Can this equation be solved algebraically?

[seeker]

I know how to solve an equation whose unknown is part of an exponent, however if that unknown also appears elsewhere, can you still solve it algebraically? Or must it be solved numerically, using Newton's clever algorithm? Here is the equation that has stymied me:
22=(9.8/x)*(1-e^(-3x))
If it can be solved algebraically, please be very specific about the steps, if you don't mind.

 

[Deleted member 4993]

I know how to solve an equation whose unknown is part of an exponent, however if that unknown also appears elsewhere, can you still solve it algebraically? Or must it be solved numerically, using Newton's clever algorithm? Here is the equation that has stymied me:


\(\displaystyle 22\, = \, \frac{9.8}{x} \, \cdot (1-e^{-3x})\)<<<< I don't see any closed-form algebraic method of solution

If it can be solved algebraically, please be very specific about the steps, if you don't mind.

 

[seeker]

Thank you for your response, Mr. Khan. May I request a tiny clarification? You used the term closed-form algebraic solution-- am I correct that this would include all sorts of logarithmic manipulations?
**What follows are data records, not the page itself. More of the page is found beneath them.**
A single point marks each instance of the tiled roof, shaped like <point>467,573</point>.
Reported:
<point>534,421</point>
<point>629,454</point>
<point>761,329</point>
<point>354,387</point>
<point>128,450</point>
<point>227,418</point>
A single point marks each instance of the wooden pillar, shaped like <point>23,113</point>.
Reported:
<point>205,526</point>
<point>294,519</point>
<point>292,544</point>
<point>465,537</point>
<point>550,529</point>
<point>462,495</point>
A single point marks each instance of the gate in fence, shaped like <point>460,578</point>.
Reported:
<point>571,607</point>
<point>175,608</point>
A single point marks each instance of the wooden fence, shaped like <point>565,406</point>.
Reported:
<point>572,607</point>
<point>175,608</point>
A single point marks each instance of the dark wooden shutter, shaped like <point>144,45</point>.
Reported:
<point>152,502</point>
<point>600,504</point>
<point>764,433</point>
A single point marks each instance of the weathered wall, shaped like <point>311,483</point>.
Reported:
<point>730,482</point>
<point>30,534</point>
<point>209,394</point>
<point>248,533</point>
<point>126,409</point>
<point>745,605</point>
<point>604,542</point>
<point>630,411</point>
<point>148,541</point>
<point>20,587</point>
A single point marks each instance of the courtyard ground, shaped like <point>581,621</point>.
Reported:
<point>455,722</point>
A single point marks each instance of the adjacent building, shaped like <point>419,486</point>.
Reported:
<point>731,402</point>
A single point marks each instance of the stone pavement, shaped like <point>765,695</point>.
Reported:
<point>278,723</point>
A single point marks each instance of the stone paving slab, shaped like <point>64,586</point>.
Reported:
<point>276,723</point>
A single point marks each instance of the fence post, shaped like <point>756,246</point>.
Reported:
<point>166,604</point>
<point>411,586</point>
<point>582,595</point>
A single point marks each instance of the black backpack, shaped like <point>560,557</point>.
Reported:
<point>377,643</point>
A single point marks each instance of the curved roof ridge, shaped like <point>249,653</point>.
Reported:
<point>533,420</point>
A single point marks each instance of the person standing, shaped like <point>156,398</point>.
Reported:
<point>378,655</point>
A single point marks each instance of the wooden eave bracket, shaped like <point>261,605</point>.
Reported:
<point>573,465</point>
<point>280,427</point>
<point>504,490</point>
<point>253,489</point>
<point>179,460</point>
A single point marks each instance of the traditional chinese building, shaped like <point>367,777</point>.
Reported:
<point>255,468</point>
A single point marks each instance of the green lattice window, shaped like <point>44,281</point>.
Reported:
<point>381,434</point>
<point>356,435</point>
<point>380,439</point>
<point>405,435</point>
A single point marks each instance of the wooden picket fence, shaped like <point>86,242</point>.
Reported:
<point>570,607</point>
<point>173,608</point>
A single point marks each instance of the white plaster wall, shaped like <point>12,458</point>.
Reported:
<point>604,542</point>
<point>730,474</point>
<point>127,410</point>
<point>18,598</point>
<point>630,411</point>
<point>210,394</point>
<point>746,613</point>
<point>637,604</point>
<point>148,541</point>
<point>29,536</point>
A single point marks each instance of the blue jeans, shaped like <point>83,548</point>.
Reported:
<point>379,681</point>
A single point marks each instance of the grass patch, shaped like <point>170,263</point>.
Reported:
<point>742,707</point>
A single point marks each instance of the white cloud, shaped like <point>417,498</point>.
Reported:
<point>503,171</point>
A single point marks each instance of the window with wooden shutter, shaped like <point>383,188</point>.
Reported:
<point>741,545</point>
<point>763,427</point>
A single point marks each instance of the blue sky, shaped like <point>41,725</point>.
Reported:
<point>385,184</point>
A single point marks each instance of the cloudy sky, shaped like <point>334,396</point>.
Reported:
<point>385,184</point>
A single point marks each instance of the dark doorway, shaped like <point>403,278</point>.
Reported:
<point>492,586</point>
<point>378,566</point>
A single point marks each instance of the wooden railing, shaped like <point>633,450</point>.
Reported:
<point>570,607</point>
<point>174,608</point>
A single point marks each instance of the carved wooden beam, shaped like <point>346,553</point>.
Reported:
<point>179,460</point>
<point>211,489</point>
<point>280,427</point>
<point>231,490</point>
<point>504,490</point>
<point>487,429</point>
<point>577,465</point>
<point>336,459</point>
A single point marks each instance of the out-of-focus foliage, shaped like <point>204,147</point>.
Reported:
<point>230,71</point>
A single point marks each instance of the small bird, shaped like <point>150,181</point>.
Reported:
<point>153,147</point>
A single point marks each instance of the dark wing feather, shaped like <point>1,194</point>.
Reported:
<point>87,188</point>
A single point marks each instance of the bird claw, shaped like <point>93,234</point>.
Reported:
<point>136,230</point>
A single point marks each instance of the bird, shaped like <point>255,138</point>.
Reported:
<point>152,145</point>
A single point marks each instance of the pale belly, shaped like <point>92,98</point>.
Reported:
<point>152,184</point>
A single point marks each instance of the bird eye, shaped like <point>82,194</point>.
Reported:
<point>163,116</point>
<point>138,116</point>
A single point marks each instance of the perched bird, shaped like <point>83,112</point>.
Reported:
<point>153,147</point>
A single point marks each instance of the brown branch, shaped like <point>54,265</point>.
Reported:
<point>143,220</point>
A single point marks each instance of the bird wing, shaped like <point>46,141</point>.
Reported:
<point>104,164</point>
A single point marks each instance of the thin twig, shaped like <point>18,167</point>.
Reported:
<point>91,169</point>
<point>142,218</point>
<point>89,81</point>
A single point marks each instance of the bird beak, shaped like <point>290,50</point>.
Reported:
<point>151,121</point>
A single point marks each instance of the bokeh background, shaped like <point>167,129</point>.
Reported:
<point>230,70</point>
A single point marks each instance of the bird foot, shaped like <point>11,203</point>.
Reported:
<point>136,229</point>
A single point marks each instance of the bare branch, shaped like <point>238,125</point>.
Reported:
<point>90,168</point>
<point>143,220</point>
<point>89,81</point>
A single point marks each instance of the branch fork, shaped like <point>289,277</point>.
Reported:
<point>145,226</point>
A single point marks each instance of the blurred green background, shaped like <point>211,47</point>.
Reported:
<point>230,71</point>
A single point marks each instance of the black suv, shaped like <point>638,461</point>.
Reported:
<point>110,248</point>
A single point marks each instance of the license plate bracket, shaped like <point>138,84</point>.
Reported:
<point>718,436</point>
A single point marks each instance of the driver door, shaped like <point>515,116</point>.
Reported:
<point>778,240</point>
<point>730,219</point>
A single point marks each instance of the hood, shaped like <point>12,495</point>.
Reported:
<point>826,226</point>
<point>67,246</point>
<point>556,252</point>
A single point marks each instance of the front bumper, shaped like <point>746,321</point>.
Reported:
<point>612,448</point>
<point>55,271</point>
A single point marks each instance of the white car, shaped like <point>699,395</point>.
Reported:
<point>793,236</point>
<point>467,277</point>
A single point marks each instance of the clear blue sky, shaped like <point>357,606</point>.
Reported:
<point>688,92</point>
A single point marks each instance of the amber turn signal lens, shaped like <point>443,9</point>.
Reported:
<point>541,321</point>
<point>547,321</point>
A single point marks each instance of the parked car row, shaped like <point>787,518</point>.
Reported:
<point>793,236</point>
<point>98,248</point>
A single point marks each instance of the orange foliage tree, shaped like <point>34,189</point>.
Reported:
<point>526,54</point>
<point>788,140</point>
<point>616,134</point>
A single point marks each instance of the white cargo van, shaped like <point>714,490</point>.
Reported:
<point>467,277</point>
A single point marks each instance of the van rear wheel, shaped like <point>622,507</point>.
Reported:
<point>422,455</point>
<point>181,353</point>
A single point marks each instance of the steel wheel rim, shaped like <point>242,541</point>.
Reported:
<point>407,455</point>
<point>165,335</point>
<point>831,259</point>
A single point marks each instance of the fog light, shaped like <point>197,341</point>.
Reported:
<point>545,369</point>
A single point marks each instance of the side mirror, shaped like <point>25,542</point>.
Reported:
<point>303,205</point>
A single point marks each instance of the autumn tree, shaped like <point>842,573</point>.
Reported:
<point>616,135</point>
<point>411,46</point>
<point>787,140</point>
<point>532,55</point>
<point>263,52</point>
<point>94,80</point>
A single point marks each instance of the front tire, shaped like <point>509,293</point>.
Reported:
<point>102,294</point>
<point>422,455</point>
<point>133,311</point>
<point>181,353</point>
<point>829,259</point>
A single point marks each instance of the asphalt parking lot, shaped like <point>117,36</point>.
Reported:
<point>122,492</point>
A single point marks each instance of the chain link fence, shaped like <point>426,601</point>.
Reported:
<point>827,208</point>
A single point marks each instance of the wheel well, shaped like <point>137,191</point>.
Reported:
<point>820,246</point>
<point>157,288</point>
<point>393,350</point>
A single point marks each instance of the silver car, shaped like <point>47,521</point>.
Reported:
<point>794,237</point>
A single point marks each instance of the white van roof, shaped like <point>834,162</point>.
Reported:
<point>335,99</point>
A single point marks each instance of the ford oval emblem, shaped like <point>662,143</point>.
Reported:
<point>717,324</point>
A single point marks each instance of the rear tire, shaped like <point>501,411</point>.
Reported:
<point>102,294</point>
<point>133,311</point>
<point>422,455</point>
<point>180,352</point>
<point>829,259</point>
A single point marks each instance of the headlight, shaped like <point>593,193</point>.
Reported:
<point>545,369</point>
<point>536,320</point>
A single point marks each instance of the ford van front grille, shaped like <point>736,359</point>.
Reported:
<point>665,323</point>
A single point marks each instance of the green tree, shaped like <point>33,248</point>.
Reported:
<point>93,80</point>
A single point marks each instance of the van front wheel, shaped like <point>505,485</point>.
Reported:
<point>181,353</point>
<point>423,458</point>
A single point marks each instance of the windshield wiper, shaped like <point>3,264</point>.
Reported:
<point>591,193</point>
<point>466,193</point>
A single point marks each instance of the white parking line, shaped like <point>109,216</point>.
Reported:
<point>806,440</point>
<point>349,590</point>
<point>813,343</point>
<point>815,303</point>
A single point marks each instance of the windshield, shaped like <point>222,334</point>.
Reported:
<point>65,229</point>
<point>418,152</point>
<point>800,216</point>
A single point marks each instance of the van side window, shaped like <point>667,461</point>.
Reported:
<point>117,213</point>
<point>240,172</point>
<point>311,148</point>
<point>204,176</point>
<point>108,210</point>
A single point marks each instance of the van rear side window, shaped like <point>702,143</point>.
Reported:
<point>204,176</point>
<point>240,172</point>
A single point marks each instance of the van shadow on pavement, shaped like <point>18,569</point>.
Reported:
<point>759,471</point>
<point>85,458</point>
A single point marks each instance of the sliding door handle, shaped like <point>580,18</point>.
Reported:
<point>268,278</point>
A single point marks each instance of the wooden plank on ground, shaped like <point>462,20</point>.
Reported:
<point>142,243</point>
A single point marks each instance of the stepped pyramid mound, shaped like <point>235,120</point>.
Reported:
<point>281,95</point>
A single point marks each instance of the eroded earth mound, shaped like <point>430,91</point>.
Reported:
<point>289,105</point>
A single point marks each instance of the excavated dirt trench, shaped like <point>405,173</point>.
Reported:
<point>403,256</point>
Is my suspicion correct then, that only a numerical solution is possible, or is there some additional category, beyond closed form algebraic and numerical? And is Newton's algorithm the only numerical method, or have better ones been devised? And by the way, how does a computer program know where to begin the algorithm, how does it estimate the appropriate place for the first iteration?